Perrenoud< Eu tentei um exercício para identificar os saberes fundamentais para a autonomia das pessoas. Cheguei a oito grandes categorias: saber identificar, avaliar e valorizar suas possibilidades, seus direitos, seus limites e suas necessidades; saber formar e conduzir projetos e desenvolver estratégias, individualmente ou em grupo; saber analisar situações, relações e campos de força de forma sistêmica; saber cooperar, agir em sinergia, participar de uma atividade coletiva e partilhar liderança; saber construir e estimular organizações e sistemas de ação coletiva do tipo democrático; saber gerenciar e superar conflitos; saber conviver com regras, servir-se delas e elaborá-las; saber construir normas negociadas de convivência que superem as diferenças culturais. Em cada uma dessas grandes categorias, é preciso ainda especificar concretamente os grupos de situações. Por exemplo: saber desenvolver estratégias para manter o emprego em situações de reestruturação de uma empresa. A formulação de competências afasta-se, então, das abstrações ideologicamente neutras. De pronto, a unanimidade está ameaçada, e reaparece a ideia de que os objetivos da escolaridade dependem de uma escolha da sociedade.

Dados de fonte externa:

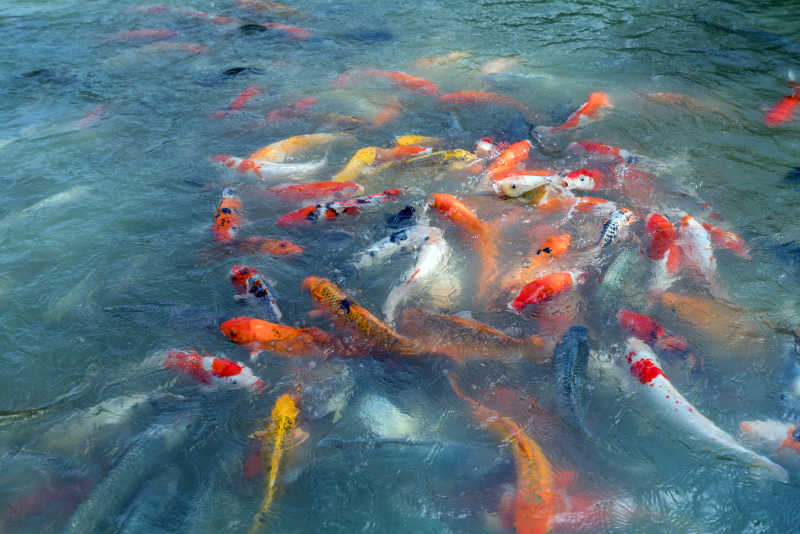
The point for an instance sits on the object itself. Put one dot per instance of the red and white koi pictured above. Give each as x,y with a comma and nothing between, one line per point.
675,410
331,210
261,170
250,283
214,372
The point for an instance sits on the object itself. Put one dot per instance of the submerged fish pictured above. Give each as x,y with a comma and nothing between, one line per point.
260,336
674,409
570,361
249,282
328,297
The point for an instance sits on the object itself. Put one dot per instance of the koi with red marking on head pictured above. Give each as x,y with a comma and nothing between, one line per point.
214,372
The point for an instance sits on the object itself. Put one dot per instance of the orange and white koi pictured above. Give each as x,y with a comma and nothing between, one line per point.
249,282
291,147
401,79
480,236
784,110
536,497
608,153
332,210
266,245
478,98
315,191
214,372
695,244
615,226
728,240
465,339
328,297
674,409
260,336
292,110
545,288
238,102
143,35
588,112
228,217
775,437
261,170
508,160
520,182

NE> Nesse contexto, quais são as mudanças no papel do professor?
Perrenoud< É inútil exigir esforços sobre-humanos dos professores se o sistema educativo apenas adota a linguagem das competências, sem mudar nada de fundamental. O melhor indício de uma mudança profunda é a diminuição do peso dos conteúdos disciplinares e uma avaliação formativa e certificativa, orientada claramente para as competências. As competências não dão as costas para os saberes, mas não se pode pretender desenvolvê-las sem dedicar o tempo necessário para colocá-las em prática. Não basta juntar uma situação de transferência no final de cada capítulo de um curso convencional. Para o sistema mudar, é preciso reformular seus programas em termos de desenvolvimento de competências verdadeiras, liberar disciplinas, introduzir os ciclos de aprendizagem plurianuais ao longo do curso, chamar para a cooperação profissional e convidar o professor para uma pedagogia diferenciada, mudando, então, sua representação e sua prática.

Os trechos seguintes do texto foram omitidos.